In January, the charity was forced to reverse its decision to cut its hardship fund for the families of children with cancer after a public outcry.
CEO of the Irish Cancer Society John McCormack also announced he would take a pay cut of €10,000.
At the cheque presentation in the Holy Cross Bar, Butlerstown last week, Eileen Kearney of the Irish Cancer Society thanked all of the local volunteers for their support.
“Thankfully the supporters of the Irish Cancer Society rallied around us and went out and put their best foot forward for Daffodil Day,” she said.
“We had a bad start to the year and it was very difficult for supporters to go out and organise Daffodil Day. Now, we’re faced with an actual crisis in the sector which is going to have an impact on fundraising.”
She condemned the much criticised activities of Console and said 2016 would be “a very difficult year for the charity sector”.
Ms Kearney said she has already seen an impact, with a number of fundraisers for the Irish Cancer Society already put on hold.
“The target for Daffodil Day was €3.4 million. So far we have hit €3.1 million so we are going in the right direction,” she said.
“But we wouldn’t have made it without your help and support. I know you acted as ambassadors for the Irish Cancer Society when you met people on Daffodil Day.”
She assured all of the volunteers that the money raised on Daffodil Day would be used in an “honest and transparent way”.

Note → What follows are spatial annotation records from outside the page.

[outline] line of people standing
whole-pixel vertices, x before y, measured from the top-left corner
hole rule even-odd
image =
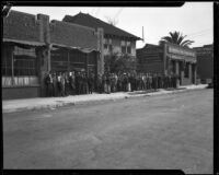
[[[94,73],[85,72],[48,72],[45,75],[46,96],[68,96],[93,93]]]
[[[45,77],[47,96],[68,96],[79,94],[130,92],[177,88],[176,74],[161,73],[104,73],[90,72],[49,72]]]

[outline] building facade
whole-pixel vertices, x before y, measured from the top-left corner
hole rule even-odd
[[[101,73],[104,72],[104,59],[111,57],[112,55],[116,56],[129,56],[132,59],[136,59],[136,42],[141,39],[126,31],[123,31],[114,25],[111,25],[100,19],[96,19],[90,14],[79,13],[74,16],[66,15],[64,18],[65,22],[84,25],[93,27],[95,30],[102,28],[103,31],[103,50],[101,52],[102,69]]]
[[[210,83],[214,77],[214,45],[194,47],[197,54],[197,77],[201,83]]]
[[[11,11],[3,19],[2,98],[45,96],[48,71],[97,73],[102,38],[99,28]]]
[[[145,73],[177,74],[180,84],[196,84],[196,52],[170,43],[137,49],[138,71]]]

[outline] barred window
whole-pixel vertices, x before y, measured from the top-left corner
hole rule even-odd
[[[15,46],[13,52],[14,75],[37,75],[35,48]]]

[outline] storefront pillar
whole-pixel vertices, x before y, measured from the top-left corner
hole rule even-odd
[[[191,83],[193,83],[193,72],[192,72],[192,63],[188,63],[188,79],[191,80]]]
[[[175,73],[180,75],[178,61],[175,61]]]
[[[89,52],[85,54],[84,69],[85,69],[85,74],[89,75]]]
[[[47,62],[47,69],[48,72],[51,70],[51,45],[48,45],[47,47],[47,58],[48,58],[48,62]]]
[[[194,81],[193,83],[196,84],[197,83],[197,66],[196,63],[193,65],[193,77],[194,77]]]

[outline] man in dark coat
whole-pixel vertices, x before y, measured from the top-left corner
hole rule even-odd
[[[89,94],[93,93],[94,90],[94,73],[90,72],[88,78]]]
[[[53,96],[53,77],[51,72],[46,74],[45,77],[45,83],[46,83],[46,96]]]

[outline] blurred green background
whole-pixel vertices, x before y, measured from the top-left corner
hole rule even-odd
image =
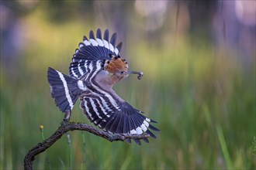
[[[58,128],[47,67],[67,74],[83,36],[98,28],[116,32],[121,56],[144,73],[115,90],[161,131],[141,146],[72,131],[71,163],[64,135],[35,169],[255,169],[255,2],[0,3],[0,169],[23,168],[42,141],[39,126],[46,138]],[[92,124],[78,103],[71,121]]]

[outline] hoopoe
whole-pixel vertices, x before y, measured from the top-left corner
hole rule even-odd
[[[150,124],[157,122],[141,114],[144,112],[133,108],[112,90],[116,83],[130,74],[138,74],[138,79],[143,76],[142,72],[128,70],[127,62],[119,56],[122,42],[116,47],[116,39],[114,33],[109,42],[108,29],[103,39],[99,29],[96,38],[91,30],[89,39],[84,36],[75,50],[69,76],[49,67],[51,96],[64,113],[71,113],[80,98],[80,107],[90,121],[109,133],[147,133],[156,138],[149,129],[159,131]],[[69,119],[69,114],[66,118]],[[140,144],[140,140],[134,141]],[[144,141],[148,142],[147,138]]]

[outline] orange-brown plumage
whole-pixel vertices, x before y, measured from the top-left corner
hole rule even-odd
[[[105,69],[109,73],[115,73],[119,71],[127,72],[128,70],[128,64],[125,60],[113,56],[111,60],[106,61],[106,66]]]

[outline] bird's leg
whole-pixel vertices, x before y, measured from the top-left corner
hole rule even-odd
[[[143,72],[139,72],[139,71],[128,71],[127,74],[137,74],[138,80],[140,80],[144,73]]]
[[[67,125],[67,123],[69,122],[69,120],[71,118],[71,110],[66,110],[65,111],[65,116],[63,119],[63,122],[61,123],[61,125]]]

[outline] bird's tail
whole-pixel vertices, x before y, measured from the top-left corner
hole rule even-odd
[[[48,68],[47,78],[56,105],[62,112],[71,111],[82,92],[78,87],[78,81],[81,80],[50,67]]]

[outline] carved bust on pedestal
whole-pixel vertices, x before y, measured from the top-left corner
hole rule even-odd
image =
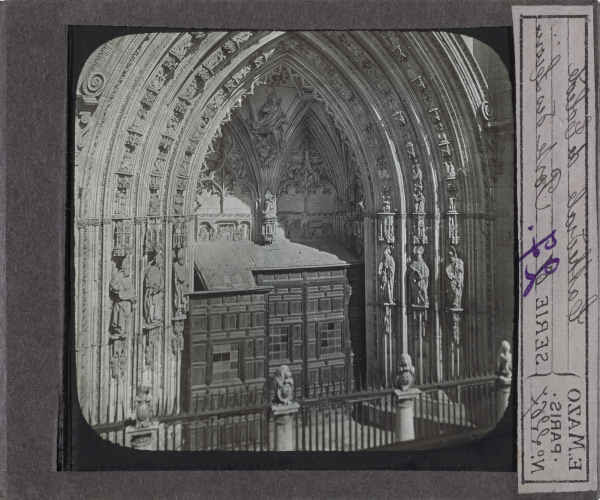
[[[510,344],[506,340],[503,340],[502,344],[500,344],[496,375],[498,375],[498,386],[500,389],[510,387],[512,383],[512,354],[510,352]]]
[[[406,353],[400,356],[396,366],[396,387],[401,391],[407,391],[411,388],[415,380],[415,367],[412,364],[410,356]]]

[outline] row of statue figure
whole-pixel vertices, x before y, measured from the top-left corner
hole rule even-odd
[[[208,222],[198,225],[198,241],[247,241],[250,240],[250,224],[242,222],[235,224],[217,224],[211,226]]]
[[[429,267],[423,259],[425,250],[422,246],[413,250],[415,259],[408,267],[409,300],[413,306],[429,307]],[[379,264],[379,285],[384,304],[394,304],[394,278],[396,262],[390,247],[385,247],[383,258]],[[464,282],[464,263],[458,258],[454,247],[448,251],[446,265],[447,304],[452,309],[460,309]]]
[[[163,257],[160,253],[144,268],[144,300],[142,316],[143,328],[153,329],[162,325],[164,300]],[[131,257],[123,259],[120,269],[115,269],[110,280],[109,290],[113,301],[110,320],[110,337],[124,339],[131,333],[131,315],[137,307],[138,299],[131,281]],[[185,264],[185,251],[180,249],[173,263],[173,312],[175,318],[185,317],[190,291],[190,279]]]

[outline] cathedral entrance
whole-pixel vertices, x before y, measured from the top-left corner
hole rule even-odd
[[[482,68],[501,73],[489,49],[332,31],[105,50],[115,58],[99,52],[78,83],[75,127],[91,425],[116,428],[150,398],[158,419],[181,416],[175,436],[193,418],[205,432],[198,412],[218,405],[263,429],[284,382],[307,422],[338,415],[313,405],[331,397],[367,432],[394,421],[400,388],[420,391],[421,437],[491,425],[514,213],[510,89],[506,75],[487,86]]]

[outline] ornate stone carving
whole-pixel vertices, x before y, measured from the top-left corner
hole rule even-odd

“We understand that you place your trust in us so that this €68,000, and every single donation we receive from the public is spent wisely and used effectively to make sure that it goes to those who have been affected by cancer and helps improve their lives,” she said.
“We are a company limited by guarantee so we are subject to the rigours of company law. We have to submit our accounts every year and they are audited every year. They are available on our website and have been for a number of years. We are also a registered charity.”

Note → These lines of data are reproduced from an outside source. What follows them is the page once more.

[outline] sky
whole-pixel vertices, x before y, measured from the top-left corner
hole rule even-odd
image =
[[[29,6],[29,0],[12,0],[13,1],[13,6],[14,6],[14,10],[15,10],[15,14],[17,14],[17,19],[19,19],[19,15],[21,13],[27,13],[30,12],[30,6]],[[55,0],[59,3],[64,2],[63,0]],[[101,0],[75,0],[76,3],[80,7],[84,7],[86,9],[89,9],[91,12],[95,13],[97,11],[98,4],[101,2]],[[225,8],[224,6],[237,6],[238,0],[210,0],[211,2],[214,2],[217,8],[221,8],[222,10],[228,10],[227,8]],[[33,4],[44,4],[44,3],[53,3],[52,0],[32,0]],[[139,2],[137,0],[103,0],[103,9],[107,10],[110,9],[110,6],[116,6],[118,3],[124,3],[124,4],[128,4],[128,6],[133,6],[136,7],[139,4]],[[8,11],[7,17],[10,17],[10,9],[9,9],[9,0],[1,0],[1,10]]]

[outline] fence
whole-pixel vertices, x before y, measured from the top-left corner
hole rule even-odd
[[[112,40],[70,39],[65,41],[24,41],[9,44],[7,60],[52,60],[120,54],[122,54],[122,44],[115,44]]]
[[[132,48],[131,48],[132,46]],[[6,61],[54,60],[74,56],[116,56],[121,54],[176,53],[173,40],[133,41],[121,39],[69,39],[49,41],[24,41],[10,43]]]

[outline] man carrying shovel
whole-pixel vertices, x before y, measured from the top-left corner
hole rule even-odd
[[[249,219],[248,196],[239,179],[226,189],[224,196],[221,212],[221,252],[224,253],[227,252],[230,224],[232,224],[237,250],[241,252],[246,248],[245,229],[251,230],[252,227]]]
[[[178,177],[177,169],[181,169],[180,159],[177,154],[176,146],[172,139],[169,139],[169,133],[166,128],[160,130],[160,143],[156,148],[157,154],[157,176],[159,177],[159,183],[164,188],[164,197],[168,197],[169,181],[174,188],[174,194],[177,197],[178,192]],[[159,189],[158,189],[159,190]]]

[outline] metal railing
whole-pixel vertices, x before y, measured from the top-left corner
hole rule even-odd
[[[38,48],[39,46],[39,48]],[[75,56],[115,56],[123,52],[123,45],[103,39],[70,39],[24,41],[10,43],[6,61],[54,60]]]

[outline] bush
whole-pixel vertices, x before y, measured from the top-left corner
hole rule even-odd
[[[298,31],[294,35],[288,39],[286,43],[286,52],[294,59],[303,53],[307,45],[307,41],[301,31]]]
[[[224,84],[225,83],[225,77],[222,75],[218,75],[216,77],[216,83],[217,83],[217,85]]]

She said the Irish Cancer Society has “strict governance codes” and described the charity regulator was “a welcome addition to the sector”.
She outlined the services which are provided by the Irish Cancer Society, including the Daffodil Centre at University Hospital Waterford (UHW); the Night Nurse service; a transport service for patients; counselling and lobbying.
“92 per cent of our income comes from donations. We need to raise €20 million every year in order to do our work,” she said.
“You are making an incredible difference to the 1,000 people who are diagnosed with cancer each year in Waterford.”
Chair of the Waterford Daffodil Day committee Des Daunt praised the resilience of volunteers.
“If someone had said to me on March 1st that we would reach €68,000, I wouldn’t have put a bet on in light of everything that had happened,” he said.
He thanked all those who collected and counted money and Adam Green who provides daffodils each year.
Daffodil Day is the Irish Cancer Society’s biggest annual fundraiser and will celebrate 30 years in 2017.